If the midpoint collides with the simple polygon, then so does the circular arc. The combined time complexity will be O(E).
If that's not the case, then it's certain that the circular arc won't completely lie within the simple polygon, meaning the former must intersect with the perimeter of the latter in order to collide. So checking whether the circular arc collides with the linear equations of the simple polygon will suffice.
It goes to Straight Lines vs Circular Arcs. The time complexity here's O(E) but not O(1), as E instead of 1 straight lines have to be checked against.
The combined time complexity will be O(E) in this case.

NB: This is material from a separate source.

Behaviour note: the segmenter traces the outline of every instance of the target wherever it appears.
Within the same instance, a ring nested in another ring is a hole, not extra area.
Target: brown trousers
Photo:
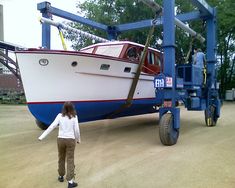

Circular Sectors vs Circular Sectors
Either circular sector's reference point will be adjusted to be that of the other. The time complexity here's O(1).
The center of each circular sector will be checked against the other circular sector. Checking a point against a circular sector goes to Points vs Circular Sectors. The time complexity here's O(1).
If either center collides with the other circular sector, then so do the circular sectors themselves. The combined time complexity will be O(1).
If that's not the case, then it's certain that neither circular sector will lie within the other, meaning their perimeters must intersect in order to collide. So checking whether their linear equations or equation of circles collide will suffice.
They go to Straight Lines vs Straight Lines, Straight Lines vs Circular Arcs and Circular Arcs vs Circular Arcs. The time complexity here's O(1).

Circular Sectors vs Simple Polygons
The circular sector's reference point will be adjusted to be that of the simple polygon. The time complexity here's O(1).
The circular sector will be checked against the bounded rectangle or circular sector of the simple polygon. Checking a circular sector against a circular sector goes to Circular Sectors vs Circular Sectors.
That against a rectangle will be checking the center of the circular sector against that rectangle and the arbitrary center of the simple polygon against that circular sector. Checking a point against a circular sector and simple polygon goes to Points vs Circular Sectors and Points vs Simple Polygons respectively.
If the center of the circular sector collides with the rectangle or the arbitrary center of the simple polygon collides with the circular sector, then so do circular sector and the rectangle. The time complexity will be O(1) but not O(E), as the number of edges of a rectangle's always 4.
If that's not the case, then it's certain that neither the circular sector nor the rectangle will completely lie within the other, meaning their perimeters must intersect in order to collide. So checking whether the linear equations or equation of circles of the circular sector will collide with the linear equations of the rectangle will suffice.
It goes to Straight Lines vs Straight Lines and Straight Lines vs Circular Arcs. The time complexity here's O(1).
If the circular sector doesn't collide with the bounded rectangle or circular sector, then neither does the simple polygon. The combined time complexity will be O(1).
If that's not the case, then check the circular sector against the inner rectangle or circular sector of the simple polygon, which is essentially the same as checking against the bounding ones.
If the circular sector collides with the inner rectangle or circular sector of the simple polygon, then so does the simple polygon. The combined time complexity will be O(1).
If that's not the case, then check the center of the circular sector against the simple polygon, and the arbitrary center of the simple polygon against the circular sector. Checking a point against a circular sector and a simple polygon goes to Points vs Circular Sectors and Points vs Simple Polygons respectively.
If the center of the circular sector collides with the simple polygon or the arbitrary center of the simple polygon collides with the circular sector, then so do the circular arc and simple polygon themselves. The combined time complexity will be O(E).
If that's not the case, then it's certain that the neither the circular arc nor the simple polygon will completely lie within the other, meaning their perimeters must intersect in order to collide. So checking whether the linear equations or equation of circles of the circular sector will collide with the linear equations of the rectangle will suffice.
It goes to Straight Lines vs Straight Lines and Straight Lines vs Circular Arcs. The time complexity here's O(E) but not O(1), as E instead of 1 straight lines have to be checked against.
The combined time complexity will be O(E) in this case.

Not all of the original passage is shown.